Posted by's Mike Sando

The Rams' offense made progress in the team's third exhibition game, a 24-10 victory over the Ravens on Saturday night.

Yes, the Ravens rested some starters, but Ray Lewis, Terrell Suggs and Bart Scott were among the Baltimore defenders playing. The Rams were without Steven Jackson, but they still opened the game with a 10-play drive to a field goal.

A note on each of the nine plays before Josh Brown's 37-yard field goal gave the Rams a 3-0 lead:

  • First play. The Rams are serious about using their tight ends in the running game. Randy McMichael sealed off Ravens linebacker Jarret Johnson to spring Antonio Pittman for a 16-yard gain.
  • Second play. Right guard Richie Incognito pulled to the right side and smacked Scott during Pittman's 5-yard run. A nice play by Incognito.
  • Third play. McMichael and fellow tight end Joe Klopfenstein sealed the right side for another Pittman run, this one good for 8 yards. Again, the tight ends are active in the run game for St. Louis. Getting Anthony Becht healthy will make this group better.
  • Fourth play. Receiver Drew Bennett isn't running away from defenders. Bennett thought cornerback Frank Walker interfered with him on a 30-yard timing lob up the right side of the field. Whether or not Walker interfered, he was all over Bennett. The pass fell incomplete.
  • Fifth play. Remember the block Incognito put on Scott during the second play of this drive? I wonder if Incognito remembers it after Ravens linebacker Ray Lewis de-cleated him on this second-and-10 running play. Incognito pulled to his right again, but Lewis hammered him under the chinstrap on his way to Pittman. The play gained 1 yard.
  • Sixth play. Bulger can count on finding Torry Holt for short gains on inside moves. An offside penalty had turned third-and-9 into third-and-4 for the Rams. Bulger's quick pass beat the pass rush as Holt, lined up wide left, led his defender inside. The ball was on Holt's back shoulder, but the TV commentators were right in saying Bulger can dial-up this play almost at will.
  • Seventh play. Bulger and Bennett still aren't on the same page. They weren't close to connecting on this quick first-and-10 pass attempt toward the right sideline. McMichael, lined up on the right side in pass protection, held up against Suggs' initial punch. The ball was gone before Suggs had time for a follow-up move.
  • Eighth play. Suggs beat McMichael and left tackle Adam Goldberg to disrupt Pittman's rushing attempt.
  • Ninth play. Bulger lined up in the shotgun on third-and-10, a pass protector on each side. McMichael tried to push a blitzing Lewis upfield, but Lewis was relentless. The linebacker flushed Bulger from the pocket, turned upfield and sacked him.
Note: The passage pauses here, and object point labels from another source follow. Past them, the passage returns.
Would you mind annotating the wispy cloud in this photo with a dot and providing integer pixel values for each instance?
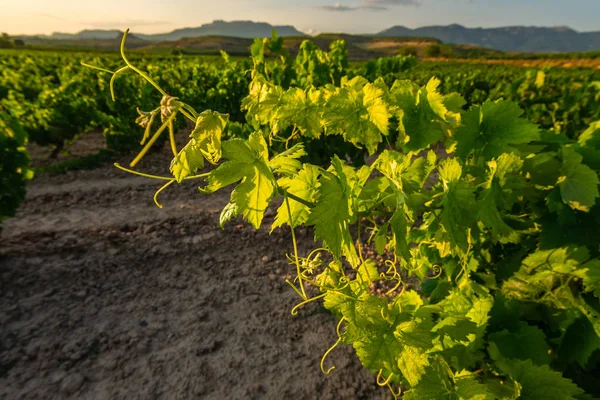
(339, 7)
(373, 5)
(384, 3)
(129, 23)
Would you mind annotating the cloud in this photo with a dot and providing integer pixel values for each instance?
(339, 7)
(384, 3)
(373, 5)
(130, 23)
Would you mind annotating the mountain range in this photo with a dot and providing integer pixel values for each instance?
(241, 29)
(522, 39)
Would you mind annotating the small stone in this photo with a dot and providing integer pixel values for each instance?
(57, 376)
(149, 229)
(72, 383)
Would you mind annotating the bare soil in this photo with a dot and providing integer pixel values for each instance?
(105, 296)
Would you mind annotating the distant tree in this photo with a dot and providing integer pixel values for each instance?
(408, 51)
(432, 50)
(446, 51)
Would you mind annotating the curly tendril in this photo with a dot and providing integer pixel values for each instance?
(336, 344)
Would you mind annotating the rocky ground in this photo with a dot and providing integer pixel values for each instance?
(105, 296)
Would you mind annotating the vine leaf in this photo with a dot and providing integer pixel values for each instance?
(334, 212)
(422, 113)
(357, 111)
(248, 163)
(539, 382)
(304, 185)
(205, 143)
(578, 183)
(492, 129)
(527, 342)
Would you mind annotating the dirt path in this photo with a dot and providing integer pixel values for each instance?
(104, 296)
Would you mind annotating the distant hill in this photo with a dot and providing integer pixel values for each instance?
(467, 41)
(525, 39)
(241, 29)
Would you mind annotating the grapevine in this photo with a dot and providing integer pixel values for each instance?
(485, 228)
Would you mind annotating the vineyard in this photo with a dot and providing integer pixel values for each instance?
(298, 226)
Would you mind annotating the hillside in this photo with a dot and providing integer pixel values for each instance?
(238, 29)
(524, 39)
(360, 48)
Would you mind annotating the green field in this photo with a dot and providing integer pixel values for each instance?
(451, 208)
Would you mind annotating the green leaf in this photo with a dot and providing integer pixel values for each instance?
(468, 387)
(493, 197)
(492, 129)
(400, 230)
(333, 212)
(422, 114)
(207, 134)
(578, 183)
(539, 382)
(457, 216)
(188, 161)
(589, 146)
(367, 272)
(456, 328)
(578, 343)
(302, 109)
(304, 185)
(248, 162)
(205, 143)
(287, 162)
(229, 212)
(357, 111)
(527, 342)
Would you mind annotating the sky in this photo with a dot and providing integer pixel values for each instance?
(309, 16)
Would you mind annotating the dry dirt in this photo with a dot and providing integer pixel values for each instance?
(105, 296)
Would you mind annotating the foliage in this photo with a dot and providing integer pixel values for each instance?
(14, 164)
(489, 264)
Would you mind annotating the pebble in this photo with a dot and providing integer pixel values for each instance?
(72, 383)
(57, 376)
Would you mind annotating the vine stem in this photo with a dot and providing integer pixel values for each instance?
(152, 140)
(300, 200)
(145, 75)
(287, 204)
(162, 178)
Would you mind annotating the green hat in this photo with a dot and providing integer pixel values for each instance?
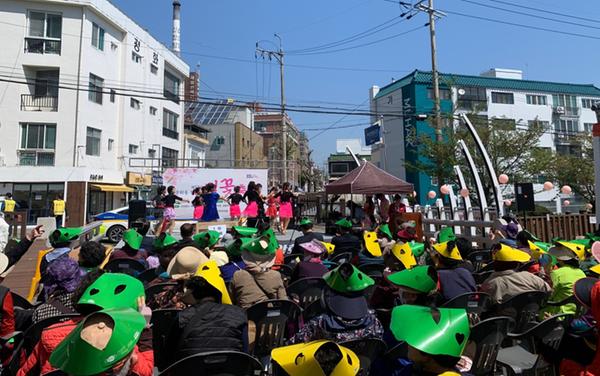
(446, 234)
(417, 248)
(305, 222)
(344, 223)
(434, 331)
(163, 241)
(64, 235)
(206, 238)
(244, 231)
(99, 342)
(385, 229)
(113, 290)
(422, 279)
(346, 278)
(133, 239)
This was an effective first drive for the Rams with a couple of exceptions. An inability to make plays with Bennett as the intended receiver short-circuited this drive. The same issues marked the Rams' previous exhibition game against San Diego.
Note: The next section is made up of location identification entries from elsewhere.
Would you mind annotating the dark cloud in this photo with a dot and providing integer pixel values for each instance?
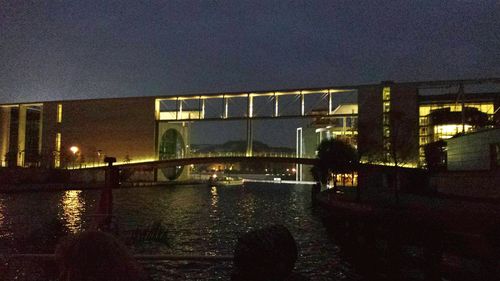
(87, 49)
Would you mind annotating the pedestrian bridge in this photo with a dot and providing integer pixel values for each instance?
(212, 157)
(225, 157)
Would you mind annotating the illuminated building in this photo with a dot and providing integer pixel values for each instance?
(387, 118)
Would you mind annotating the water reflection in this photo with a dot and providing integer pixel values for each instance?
(215, 198)
(2, 218)
(73, 207)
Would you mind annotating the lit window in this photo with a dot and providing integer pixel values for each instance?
(386, 93)
(59, 113)
(57, 152)
(58, 142)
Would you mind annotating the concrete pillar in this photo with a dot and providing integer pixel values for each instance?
(249, 138)
(4, 134)
(21, 140)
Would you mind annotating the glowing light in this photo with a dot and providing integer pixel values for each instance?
(72, 209)
(74, 149)
(59, 113)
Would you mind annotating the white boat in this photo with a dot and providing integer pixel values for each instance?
(215, 180)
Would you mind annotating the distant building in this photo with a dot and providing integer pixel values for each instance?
(478, 151)
(388, 118)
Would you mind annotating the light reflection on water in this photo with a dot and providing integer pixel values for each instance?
(72, 209)
(2, 218)
(200, 219)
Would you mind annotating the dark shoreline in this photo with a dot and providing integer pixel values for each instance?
(51, 187)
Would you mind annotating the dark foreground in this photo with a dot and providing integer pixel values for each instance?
(198, 220)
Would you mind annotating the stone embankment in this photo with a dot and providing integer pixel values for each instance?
(430, 236)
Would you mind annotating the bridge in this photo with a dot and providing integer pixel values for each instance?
(207, 158)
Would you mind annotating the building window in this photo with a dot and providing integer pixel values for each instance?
(57, 152)
(386, 121)
(59, 113)
(495, 155)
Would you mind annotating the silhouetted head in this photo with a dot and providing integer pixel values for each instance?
(265, 254)
(95, 256)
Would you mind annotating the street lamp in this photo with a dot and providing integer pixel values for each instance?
(74, 150)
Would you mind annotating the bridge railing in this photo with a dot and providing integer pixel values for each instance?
(72, 166)
(236, 154)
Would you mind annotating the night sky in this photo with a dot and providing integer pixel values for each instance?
(89, 49)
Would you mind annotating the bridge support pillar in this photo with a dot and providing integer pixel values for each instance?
(249, 151)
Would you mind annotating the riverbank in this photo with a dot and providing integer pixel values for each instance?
(45, 187)
(431, 237)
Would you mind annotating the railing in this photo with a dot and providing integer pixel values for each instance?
(42, 267)
(198, 155)
(239, 154)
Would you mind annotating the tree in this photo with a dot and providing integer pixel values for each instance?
(401, 149)
(334, 157)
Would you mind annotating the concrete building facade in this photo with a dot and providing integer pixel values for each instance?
(391, 123)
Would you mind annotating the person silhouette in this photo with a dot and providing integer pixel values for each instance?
(96, 256)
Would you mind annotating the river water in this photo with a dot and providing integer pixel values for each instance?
(198, 219)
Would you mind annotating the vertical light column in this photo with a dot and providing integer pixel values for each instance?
(202, 109)
(4, 134)
(386, 123)
(330, 109)
(57, 152)
(249, 126)
(276, 105)
(298, 151)
(226, 107)
(250, 106)
(177, 109)
(21, 141)
(302, 104)
(180, 109)
(157, 109)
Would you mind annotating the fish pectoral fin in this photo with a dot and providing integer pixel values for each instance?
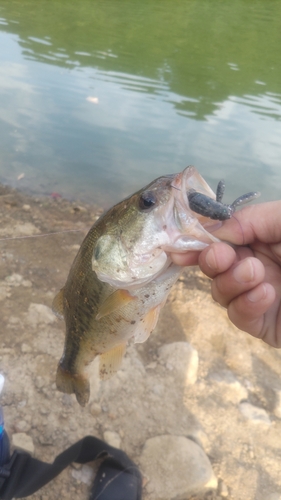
(57, 305)
(117, 299)
(148, 324)
(70, 383)
(110, 361)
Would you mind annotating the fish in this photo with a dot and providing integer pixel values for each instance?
(123, 273)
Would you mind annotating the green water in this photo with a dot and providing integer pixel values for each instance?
(98, 98)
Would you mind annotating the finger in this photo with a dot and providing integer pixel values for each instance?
(216, 259)
(242, 277)
(248, 310)
(257, 222)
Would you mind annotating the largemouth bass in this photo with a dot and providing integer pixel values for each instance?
(122, 275)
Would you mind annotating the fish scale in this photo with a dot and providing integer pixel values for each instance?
(122, 275)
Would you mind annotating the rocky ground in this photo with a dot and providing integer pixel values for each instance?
(197, 407)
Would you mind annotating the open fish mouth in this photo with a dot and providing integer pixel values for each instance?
(162, 222)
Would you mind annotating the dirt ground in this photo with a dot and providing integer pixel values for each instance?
(244, 447)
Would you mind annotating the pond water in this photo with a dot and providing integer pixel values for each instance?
(99, 98)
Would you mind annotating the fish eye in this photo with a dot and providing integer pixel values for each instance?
(147, 200)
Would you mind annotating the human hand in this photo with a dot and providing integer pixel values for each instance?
(247, 279)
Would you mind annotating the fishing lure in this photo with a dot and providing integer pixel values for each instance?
(215, 209)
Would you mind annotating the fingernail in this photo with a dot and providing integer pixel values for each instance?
(257, 294)
(244, 271)
(211, 259)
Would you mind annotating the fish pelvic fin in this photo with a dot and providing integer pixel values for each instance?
(110, 361)
(117, 299)
(76, 383)
(57, 305)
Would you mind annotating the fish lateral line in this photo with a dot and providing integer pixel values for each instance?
(41, 235)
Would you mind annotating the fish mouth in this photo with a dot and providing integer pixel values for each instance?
(188, 230)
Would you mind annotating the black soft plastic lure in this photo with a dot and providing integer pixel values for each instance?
(215, 209)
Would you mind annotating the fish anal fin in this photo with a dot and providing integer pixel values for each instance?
(110, 361)
(148, 324)
(76, 383)
(117, 299)
(57, 305)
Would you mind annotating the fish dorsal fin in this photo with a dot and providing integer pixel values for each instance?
(148, 324)
(117, 299)
(57, 305)
(110, 361)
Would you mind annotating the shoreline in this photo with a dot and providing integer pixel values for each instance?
(152, 395)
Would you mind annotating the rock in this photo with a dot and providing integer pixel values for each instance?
(95, 409)
(231, 389)
(22, 426)
(112, 438)
(94, 379)
(255, 414)
(223, 490)
(14, 279)
(40, 314)
(175, 467)
(182, 359)
(85, 474)
(25, 348)
(277, 407)
(23, 442)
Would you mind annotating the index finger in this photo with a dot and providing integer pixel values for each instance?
(258, 222)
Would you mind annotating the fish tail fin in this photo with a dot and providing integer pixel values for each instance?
(76, 383)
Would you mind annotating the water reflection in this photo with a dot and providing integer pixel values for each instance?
(93, 107)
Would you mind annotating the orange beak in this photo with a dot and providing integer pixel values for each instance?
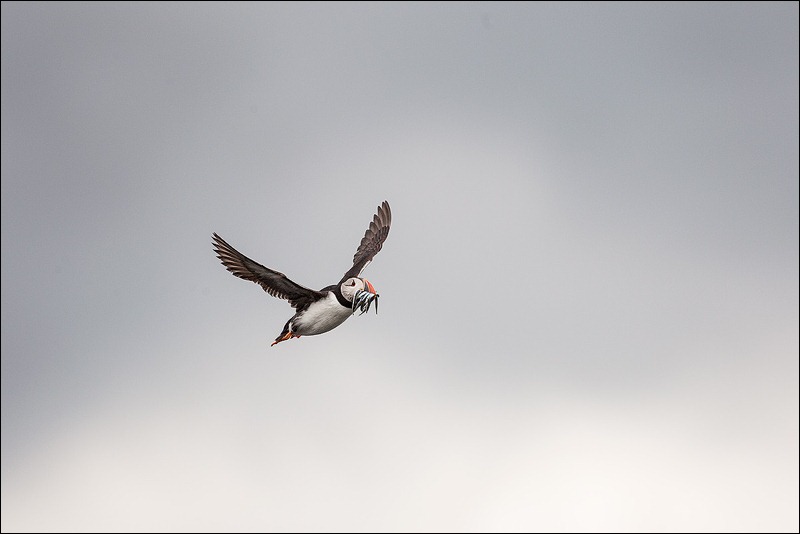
(369, 287)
Rookie receivers Donnie Avery and Keenan Burton combined for eight receptions, 128 yards and a touchdown later in the game. Are they ready to contribute as rookies?

Rams have time to get Jackson ready

August, 22, 2008

Posted by's Mike Sando


Newly re-signed Rams running back Steven Jackson will not play against Baltimore in the team's exhibition game Saturday night.

The Rams sought and received a roster exemption after activating Jackson from the reserve/did not report list. Jackson can remain exempt from roster limits until Aug. 29 as long as he doesn't play in a game. The Rams play their final exhibition game Aug. 28 at Kansas City.

The Rams say they plan to give Jackson extra work in pads during practices, but they probably won't rush him into a game situation. Their sole priority is getting him ready for the regular-season opener at Philadelphia.